Biz de kooparatif reisi Eskiyörük’le…

“Koş vatandaş ucuz ete…” muhabbeti yaptık…

Ama, önce “ucuz et”in “pahalı tarihçesi”ne bakalım…

***

Kasapta, markette et fiyatları alıp başını gidince…

Çok değil, geçen sene önce…

Et ve Süt Kurumu’na 400 bin adet sığır ithalatı izni verildi…

“Angus”lar, gemilerle deniz havası ala ala geldi…

Vatandaş “Angus”ları sevmedi…

Meralarda otlamaya alışmış “Angus”lar da Türkiye’yi sevmedi…

Dolayısıyla et fiyatları düşmedi…

Daha fenası…

Yerliyi tercih eden vatandaşa, o “Angus”ları yerli diye bi’güzel aynı fiyata yedirdiler…

***

Bu kez Devlet Baba, canlı hayvan ithalatını bıraktı…

Yine “fiyatı düşüreceğim” diye…

“Karkas Et” (Kesilmiş hazır et) ithalatına karar verdi… Avrupa Birliği ülkelerinden gelen karkas et de “ucuz et” politikasına “ilaç” olamadı… O sıralarda aldığımız “karkas et”in İslami koşullarda kesilip, kesilmediği tartışmaları ise ayyuka çıktı…

***

Karkas et de tutmayınca, sıra geldi “lop et” ithalatına…

Nereden?

Sırbistan’dan…

Nesiyle meşhur?

Kasabıyla! (Ha’di girmeyelim oralara…)

Şimdi o beş bin ton lop Sırbistan etleri, ya kıyma ya da kuşbaşı olarak iki zincir markette, hükümet’in belirlediği fiyatla “Gel beni ye…” diye size bakıyor…

***

Şimdi siz de o etlere bakıp, sorun tezgahtara…

“Bu et yerli mi, ithal mi?” diye…

O da size “yerli” diyecek…

Siz bu sefer “Türk eti mi, Sırp eti mi?” diye soracaksınız…

O da size “Tabii ki, Türk eti” diyecek…

İnanacak mısınız?

***

Hayatını, üreticinin ve besicinin kooperatifleşmesine adayan Tire Süt’ün Başkanı Mahmut Eskiyörük ise, gelişmelere başka bir “pencere”den bakıyor; hükümete öncelikle “İthalatı durdurun” diye sesleniyor… Gerisini de şöyle getiriyor:

***

“Bizde et fiyatları, dünya pazarı ve halkımızın alım gücüne göre yüksek, ancak besiciye göre düşük… Neden?
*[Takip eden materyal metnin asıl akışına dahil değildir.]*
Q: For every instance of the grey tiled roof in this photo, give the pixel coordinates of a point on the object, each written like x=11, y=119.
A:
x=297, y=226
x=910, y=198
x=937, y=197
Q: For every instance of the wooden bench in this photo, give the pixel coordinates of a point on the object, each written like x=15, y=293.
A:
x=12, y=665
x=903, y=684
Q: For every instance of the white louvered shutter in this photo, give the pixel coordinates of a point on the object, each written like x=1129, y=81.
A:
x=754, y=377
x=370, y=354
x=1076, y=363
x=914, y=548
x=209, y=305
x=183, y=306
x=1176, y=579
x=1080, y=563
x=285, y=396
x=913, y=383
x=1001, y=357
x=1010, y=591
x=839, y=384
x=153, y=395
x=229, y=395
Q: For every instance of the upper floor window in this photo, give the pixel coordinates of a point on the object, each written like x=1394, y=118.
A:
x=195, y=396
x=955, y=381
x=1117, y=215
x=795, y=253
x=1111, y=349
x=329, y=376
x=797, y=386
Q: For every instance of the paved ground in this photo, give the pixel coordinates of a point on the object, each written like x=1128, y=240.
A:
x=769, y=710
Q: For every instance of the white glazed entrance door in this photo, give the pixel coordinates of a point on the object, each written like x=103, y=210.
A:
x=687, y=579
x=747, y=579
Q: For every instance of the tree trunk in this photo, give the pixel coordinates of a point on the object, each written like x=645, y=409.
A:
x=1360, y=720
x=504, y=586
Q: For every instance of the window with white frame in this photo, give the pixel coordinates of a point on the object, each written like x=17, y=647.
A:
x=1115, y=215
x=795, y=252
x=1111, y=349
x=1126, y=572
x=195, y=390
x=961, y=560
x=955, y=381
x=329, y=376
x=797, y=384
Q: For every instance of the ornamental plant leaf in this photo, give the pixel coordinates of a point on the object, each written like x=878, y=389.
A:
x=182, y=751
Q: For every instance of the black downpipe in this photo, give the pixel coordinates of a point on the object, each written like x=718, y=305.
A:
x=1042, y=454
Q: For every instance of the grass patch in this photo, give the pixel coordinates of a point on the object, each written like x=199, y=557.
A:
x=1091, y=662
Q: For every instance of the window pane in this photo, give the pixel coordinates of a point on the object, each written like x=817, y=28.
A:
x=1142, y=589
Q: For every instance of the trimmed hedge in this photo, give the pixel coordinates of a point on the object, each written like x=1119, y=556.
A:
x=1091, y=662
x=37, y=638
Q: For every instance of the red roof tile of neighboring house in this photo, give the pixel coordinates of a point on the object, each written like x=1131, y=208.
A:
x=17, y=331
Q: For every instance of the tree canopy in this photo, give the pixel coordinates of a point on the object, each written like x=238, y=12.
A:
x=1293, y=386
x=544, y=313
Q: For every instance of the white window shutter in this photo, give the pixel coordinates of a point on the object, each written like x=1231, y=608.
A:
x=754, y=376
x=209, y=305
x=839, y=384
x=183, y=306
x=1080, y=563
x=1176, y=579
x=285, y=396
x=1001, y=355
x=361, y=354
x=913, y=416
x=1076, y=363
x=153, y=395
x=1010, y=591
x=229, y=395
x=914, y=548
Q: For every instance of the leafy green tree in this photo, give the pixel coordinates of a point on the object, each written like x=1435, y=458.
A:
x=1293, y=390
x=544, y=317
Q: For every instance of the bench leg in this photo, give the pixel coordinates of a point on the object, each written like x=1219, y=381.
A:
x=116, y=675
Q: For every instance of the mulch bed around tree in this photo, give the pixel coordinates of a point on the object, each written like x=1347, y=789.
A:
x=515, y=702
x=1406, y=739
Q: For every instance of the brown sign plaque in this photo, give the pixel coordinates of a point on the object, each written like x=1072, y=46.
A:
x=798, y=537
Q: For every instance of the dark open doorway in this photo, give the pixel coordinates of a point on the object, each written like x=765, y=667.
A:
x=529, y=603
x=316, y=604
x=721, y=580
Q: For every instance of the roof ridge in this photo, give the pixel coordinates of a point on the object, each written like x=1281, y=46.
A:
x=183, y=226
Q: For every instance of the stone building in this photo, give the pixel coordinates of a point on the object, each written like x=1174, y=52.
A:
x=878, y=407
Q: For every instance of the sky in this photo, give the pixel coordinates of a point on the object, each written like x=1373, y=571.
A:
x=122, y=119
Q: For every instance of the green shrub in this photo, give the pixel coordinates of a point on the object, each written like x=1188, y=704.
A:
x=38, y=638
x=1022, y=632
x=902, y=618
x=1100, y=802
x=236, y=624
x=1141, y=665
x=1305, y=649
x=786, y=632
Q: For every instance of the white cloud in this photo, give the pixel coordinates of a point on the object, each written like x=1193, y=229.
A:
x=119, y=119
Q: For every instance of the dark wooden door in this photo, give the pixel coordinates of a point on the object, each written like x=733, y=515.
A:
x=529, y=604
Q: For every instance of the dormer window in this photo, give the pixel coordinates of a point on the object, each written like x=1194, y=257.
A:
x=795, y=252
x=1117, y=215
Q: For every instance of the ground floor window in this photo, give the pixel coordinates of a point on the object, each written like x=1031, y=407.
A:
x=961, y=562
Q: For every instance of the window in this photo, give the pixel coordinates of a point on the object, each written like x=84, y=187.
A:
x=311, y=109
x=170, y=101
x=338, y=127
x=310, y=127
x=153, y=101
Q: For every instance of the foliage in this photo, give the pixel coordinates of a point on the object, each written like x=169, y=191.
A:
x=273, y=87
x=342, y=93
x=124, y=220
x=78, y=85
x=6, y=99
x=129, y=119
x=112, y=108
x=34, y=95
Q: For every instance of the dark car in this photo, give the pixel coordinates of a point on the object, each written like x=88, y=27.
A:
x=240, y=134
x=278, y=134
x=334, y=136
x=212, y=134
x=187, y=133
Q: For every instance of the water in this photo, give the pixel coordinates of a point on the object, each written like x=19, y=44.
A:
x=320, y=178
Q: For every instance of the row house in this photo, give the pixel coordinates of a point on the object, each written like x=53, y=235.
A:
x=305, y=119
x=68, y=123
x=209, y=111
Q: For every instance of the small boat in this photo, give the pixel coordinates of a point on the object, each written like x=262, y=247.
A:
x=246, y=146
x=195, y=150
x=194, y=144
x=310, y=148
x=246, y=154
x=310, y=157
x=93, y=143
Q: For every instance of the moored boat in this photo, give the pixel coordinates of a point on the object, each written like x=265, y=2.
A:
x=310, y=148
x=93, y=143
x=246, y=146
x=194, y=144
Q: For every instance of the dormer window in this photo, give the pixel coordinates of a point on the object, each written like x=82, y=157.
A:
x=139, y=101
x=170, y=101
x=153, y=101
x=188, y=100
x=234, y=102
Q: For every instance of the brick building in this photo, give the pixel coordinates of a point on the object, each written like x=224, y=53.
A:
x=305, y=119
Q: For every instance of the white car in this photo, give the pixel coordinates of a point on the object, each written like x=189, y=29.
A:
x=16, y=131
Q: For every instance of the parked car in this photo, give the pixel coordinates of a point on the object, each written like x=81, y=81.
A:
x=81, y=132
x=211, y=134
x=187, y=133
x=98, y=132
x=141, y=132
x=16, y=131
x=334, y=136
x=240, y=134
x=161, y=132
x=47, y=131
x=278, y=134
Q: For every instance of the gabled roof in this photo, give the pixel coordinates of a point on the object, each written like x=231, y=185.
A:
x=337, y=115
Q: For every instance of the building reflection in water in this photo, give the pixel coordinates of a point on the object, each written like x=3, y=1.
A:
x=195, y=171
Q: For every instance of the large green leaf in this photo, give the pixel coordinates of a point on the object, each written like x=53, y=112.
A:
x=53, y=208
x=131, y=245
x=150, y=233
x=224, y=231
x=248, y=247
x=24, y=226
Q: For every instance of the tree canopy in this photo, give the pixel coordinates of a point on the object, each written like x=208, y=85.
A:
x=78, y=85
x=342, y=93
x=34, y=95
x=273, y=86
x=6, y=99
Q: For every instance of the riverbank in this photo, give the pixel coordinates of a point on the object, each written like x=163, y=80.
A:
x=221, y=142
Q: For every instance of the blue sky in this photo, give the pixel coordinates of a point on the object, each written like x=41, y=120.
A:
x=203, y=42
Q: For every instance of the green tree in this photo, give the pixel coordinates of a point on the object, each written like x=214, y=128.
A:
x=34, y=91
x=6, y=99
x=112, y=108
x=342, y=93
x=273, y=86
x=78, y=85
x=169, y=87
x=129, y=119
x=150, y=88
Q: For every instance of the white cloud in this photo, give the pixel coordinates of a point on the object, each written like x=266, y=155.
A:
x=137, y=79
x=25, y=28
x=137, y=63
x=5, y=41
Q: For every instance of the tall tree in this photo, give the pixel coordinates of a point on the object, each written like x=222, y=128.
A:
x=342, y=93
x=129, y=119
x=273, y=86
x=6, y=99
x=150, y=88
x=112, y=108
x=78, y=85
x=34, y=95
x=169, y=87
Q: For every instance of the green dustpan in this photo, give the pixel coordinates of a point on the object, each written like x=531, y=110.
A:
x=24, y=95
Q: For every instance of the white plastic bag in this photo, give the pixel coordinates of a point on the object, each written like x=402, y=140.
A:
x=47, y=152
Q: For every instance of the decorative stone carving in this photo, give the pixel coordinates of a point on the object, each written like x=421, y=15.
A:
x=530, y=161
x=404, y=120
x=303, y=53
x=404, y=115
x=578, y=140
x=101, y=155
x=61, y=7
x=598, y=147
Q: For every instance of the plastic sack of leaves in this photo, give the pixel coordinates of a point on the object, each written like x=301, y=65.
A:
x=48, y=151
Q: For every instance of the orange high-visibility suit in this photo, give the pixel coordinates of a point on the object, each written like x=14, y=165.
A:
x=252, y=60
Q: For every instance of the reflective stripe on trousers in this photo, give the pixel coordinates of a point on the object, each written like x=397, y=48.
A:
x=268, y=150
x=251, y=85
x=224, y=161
Çünkü, üretim maliyetleri yüksek, bu da yetmezmiş gibi halkın alım gücü düşük… Bizim maliyetlerimiz Dünya Çiftçisiyle aynı koşullarda olsa… Ya da asgari ücret, bugünkünün iki katı olsa asla problem yaşanmaz…”

***

“Ne diyorlar? Avrupa’da et ucuz… Ben de diyorum ki; benim besicim de  o maliyetlerle üretim yapsın; biz onlardan çok daha düşük fiyata et satarız… Ancak; dünyanın en pahalı mazotuyla, en pahalı yemiyle üretim yaparken birileri kalkıp da Avrupalı üreticiyle bizimkini kıyaslarsa, hiç’ bi’şi üretemeyiz; tamamen dışa bağımlı hale geliriz…”

***

“Tüketiciyi korumak istiyor muyuz? O zaman, üretim maliyeti farkını Devlet Baba karşılayacak… Önce, ithalatı keselim… Bırakın tüketici bir süre mağdur olsun, daha az yiyelim, içelim… Böylece üreticiyi güçlendirerek üretimimizi arttıralım…”

***

“İthalat, milli ekonomimize bıçak saplamaktır… Bu yol sadece yabancı çiftçiyi ve ithalat şirketlerini zengin eder… İthalata döktüğümüz parayı kendi üreticimize verelim… Böylece sadece bugünkü nüfusu değil, bir 80 milyonun daha karnını doyururuz… Potansiyelimiz var; başarırız…”

***

“İthalat yaparak, İthalattan kurtulamayız... Üreticiyi kurtarmadan tüketiciyi kurtaramayız... Eğer tüketiciyi güldüreceğiz derken kendi üreticimizi öldürürsek hepten dışa bağımlı oluruz…”

***

Eskiyörük, konuştu, konuştu…

Sonra da Selda Bağcan’ın şarkısını hatırlatırcasına…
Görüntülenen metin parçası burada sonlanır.